The GoFundMe page also claimed that Williams’ guardian has “severed her connections with friends and family, leaving her without the support network she so desperately needs.” Williams’ isolation in New York has also made it more difficult to “maintain her strength and resilience.”

While Williams’ family is “advocating for her return,” they are also emotionally and financially struggling, as they witness how the isolation is impacting her well-being.

Wendy Williams’ family aim to raise $50,000 to bring her back to Florida (Getty Images for Vulture Festiva)

“Unfortunately, they have exhausted their financial resources in their fight against this unjust guardianship and are in dire need of assistance to secure legal representation,” Williams’ family wrote. “Legal services can be prohibitively expensive, and without our support, they may struggle to navigate the complexities of the situation.”

The GoFundMe page came after Williams said that she doesn’t have a lot of money in the treatment facility that her guardian has placed her in.

“I have $15,” she claimed during a rare appearance on The Breakfast Club radio show on Thursday (January 16). “I have $15, what does that do? My money is in prison.”

“The guardian has somebody get me nail polish, like the normal things that I like,” she added. “‘I need a new hairbrush; well this is not the one I want but I guess this is the one I’m forced to use.”

Also in an episode, she hit back at how her guardian, Sabrina Morrissey, claimed in November that Williams was “permanently incapacitated.”

“I am not cognitively impaired, you know what I’m saying? But I feel like I’m in prison,” she said. “I am definitely isolated. To talk to these people who live here, that is not my cup of tea… I’m in this place where the people are in their nineties and their eighties and their seventies… There’s something wrong with these people here on this floor.”

Williams’ niece Alex also called on to The Breakfast Club to defend her. “My aunt sounds great,” she said. “I’ve seen her, in a very limited capacity, but I’ve seen her and we’re talking to her. This does not match an incapacitated person.”

Williams is best known for her eponymously titled chat show, The Wendy Williams Show, which she hosted from 2008 to 2021. She stepped away as host due to medical issues, with numerous guest hosts filling in. It was later canceled in 2022.

In May 2022, she entered court-ordered guardianship, following a pattern of concerns about her welfare and finances. This also came after Wells Fargo froze her bank accounts and filed a petition to obtain temporary financial guardianship over her, arguing she was of “unsound mind.”

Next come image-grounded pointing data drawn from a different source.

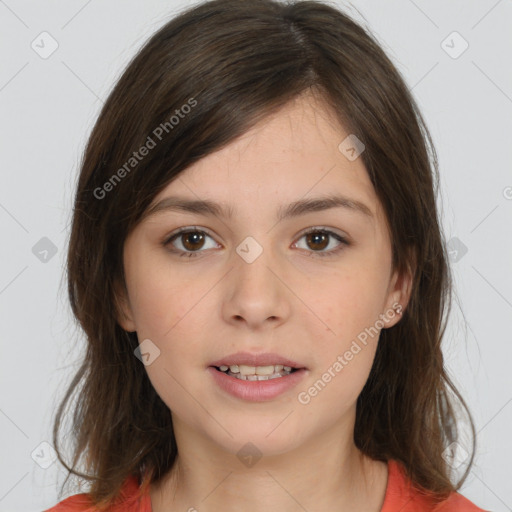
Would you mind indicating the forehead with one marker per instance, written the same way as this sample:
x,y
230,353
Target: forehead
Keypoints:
x,y
292,154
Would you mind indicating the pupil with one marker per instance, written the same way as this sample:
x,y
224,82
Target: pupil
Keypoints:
x,y
314,236
196,235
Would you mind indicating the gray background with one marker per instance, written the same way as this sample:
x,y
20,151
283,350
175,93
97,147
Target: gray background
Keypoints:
x,y
48,106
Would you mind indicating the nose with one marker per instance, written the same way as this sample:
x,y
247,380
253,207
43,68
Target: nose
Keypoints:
x,y
254,291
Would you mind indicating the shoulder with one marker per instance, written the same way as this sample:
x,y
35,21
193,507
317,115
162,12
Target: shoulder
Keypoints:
x,y
130,499
401,495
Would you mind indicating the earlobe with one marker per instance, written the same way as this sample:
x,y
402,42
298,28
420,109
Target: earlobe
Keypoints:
x,y
399,297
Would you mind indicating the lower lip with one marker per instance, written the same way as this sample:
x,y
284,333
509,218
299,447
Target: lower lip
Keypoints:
x,y
256,390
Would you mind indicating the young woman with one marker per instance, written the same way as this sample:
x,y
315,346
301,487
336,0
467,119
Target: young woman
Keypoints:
x,y
257,262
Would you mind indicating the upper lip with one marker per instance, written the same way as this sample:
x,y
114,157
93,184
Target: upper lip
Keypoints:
x,y
246,358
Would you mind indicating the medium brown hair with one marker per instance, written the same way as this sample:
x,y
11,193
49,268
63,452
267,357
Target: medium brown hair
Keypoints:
x,y
233,62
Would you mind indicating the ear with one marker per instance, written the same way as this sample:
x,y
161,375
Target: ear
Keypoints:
x,y
399,294
123,307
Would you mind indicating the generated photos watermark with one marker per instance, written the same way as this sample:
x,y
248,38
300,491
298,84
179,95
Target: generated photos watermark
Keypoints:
x,y
143,151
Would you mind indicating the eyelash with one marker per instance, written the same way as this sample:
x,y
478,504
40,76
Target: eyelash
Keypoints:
x,y
322,254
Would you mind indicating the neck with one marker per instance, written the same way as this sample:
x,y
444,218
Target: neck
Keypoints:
x,y
328,473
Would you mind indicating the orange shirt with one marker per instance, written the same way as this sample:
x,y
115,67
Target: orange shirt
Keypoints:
x,y
400,496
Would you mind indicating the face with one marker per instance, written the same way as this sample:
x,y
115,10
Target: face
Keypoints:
x,y
256,283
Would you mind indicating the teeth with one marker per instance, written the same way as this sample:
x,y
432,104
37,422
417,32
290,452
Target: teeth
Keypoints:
x,y
245,372
258,377
256,370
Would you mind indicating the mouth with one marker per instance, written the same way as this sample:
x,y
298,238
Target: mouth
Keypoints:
x,y
259,373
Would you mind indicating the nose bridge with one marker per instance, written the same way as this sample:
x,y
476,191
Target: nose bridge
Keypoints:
x,y
255,292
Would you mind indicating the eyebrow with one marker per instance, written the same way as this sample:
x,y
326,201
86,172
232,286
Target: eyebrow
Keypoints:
x,y
301,207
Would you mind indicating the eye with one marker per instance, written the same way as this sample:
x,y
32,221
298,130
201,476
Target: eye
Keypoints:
x,y
318,238
192,241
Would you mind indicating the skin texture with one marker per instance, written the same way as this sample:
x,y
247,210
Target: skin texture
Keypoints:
x,y
289,300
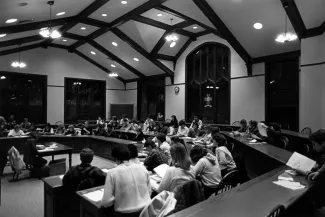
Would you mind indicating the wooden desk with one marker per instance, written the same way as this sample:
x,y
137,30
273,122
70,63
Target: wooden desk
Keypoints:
x,y
61,149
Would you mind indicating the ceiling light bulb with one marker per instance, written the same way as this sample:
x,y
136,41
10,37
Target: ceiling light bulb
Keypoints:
x,y
60,14
258,26
11,20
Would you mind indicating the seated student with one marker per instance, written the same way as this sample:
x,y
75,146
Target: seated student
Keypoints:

In a court filing obtained by The Independent in November 2024, Morrissey said that Williams was “permanently incapacitated.”

In February 2024, Morrissey unsuccessfully attempted to prevent Lifetime from releasing the documentary Where is Wendy Williams? The appellate judge ruled that preventing the documentary release would be an “impermissible prior restraint on speech that violates the First Amendment of the institution.”

Williams’s guardian went on to file a lawsuit against Lifetime and the production companies — Entertainment One Reality Productions, Lifetime Entertainment Services, A&E Television Networks, Creature Films, and Mark Ford — days later before amending her complaint in September.

Where is Wendy Williams? featured numerous scenes of the former talk show host unsteady, belligerent, confused, and also drunk. Her manager would regularly find liquor bottles hidden throughout her apartment, behavior that producers say unnerved them while filming.